Concerned citizens demand new water line after nearly a year of filtering tainted water

Hoosick Falls residents to fight for clean water at State Capitol Friday

ALBANY (WRGB) - Concerned residents from Hoosick Falls gathered at the State Capitol today to demand government agencies bring them clean water.

The village has been using a filtration system to rid their water of the chemical PFOA, which was discovered in the water supply more than two years ago.

Environmental advocates joined residents in the Senate Chamber Friday with a signed letter demanding the NYS Department of Environmental Conservation and the Environmental Protection Agency, provide residents with a permanent fix, in the form of a new water source.

Michele Baker is a resident of the Town of Hoosick.

“Just moments ago Erin Brockovich has signed onto our cause and our letter supporting,” Baker said.

Residents have been using specialized filtration systems to rid their water of the potentially harmful chemical PFOA for about a year.

Village resident Catherine Dawson is still using bottled water, because she doesn't trust the temporary system.

“If we have no power those filters don’t work, and that’s huge,” Dawson said.

She wants to know what's taking New York State so long.
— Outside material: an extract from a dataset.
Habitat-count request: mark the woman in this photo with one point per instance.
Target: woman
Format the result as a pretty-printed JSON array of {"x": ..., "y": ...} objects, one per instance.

Residents affected by PFOA just across the border in Vermont already have clean water.

“Here we are 10 miles away, still waiting for the feasibility study, where’s everything we were promised?” Dawson said.

Almost immediately after their meeting, DEC Commissioner Basil Seggos responded, assuring a permanent fix is on the way.

“We’ve been committed since day one,” Seggos said.

Seggos said you can't compare Vermont's crisis to New York's.

“The situation in Vermont is unfortunately much simpler than in New York, we've got municipal systems that are quite far from the village,” Seggos said.

Right now the commissioner says the DEC is reviewing a draft of the feasibility study which investigated potential sources for the new water line.

He wouldn’t give a timeline on when a new water line would become a reality, saying getting it right is more important than getting it done quickly.

“There’s always something that goes wrong when you do it quickly, and you need to do it right,” Seggos said.

Seggos says the agency will be presenting it's finding from the feasibility study to the public soon, and plans to include the community in the process toward a new water supply.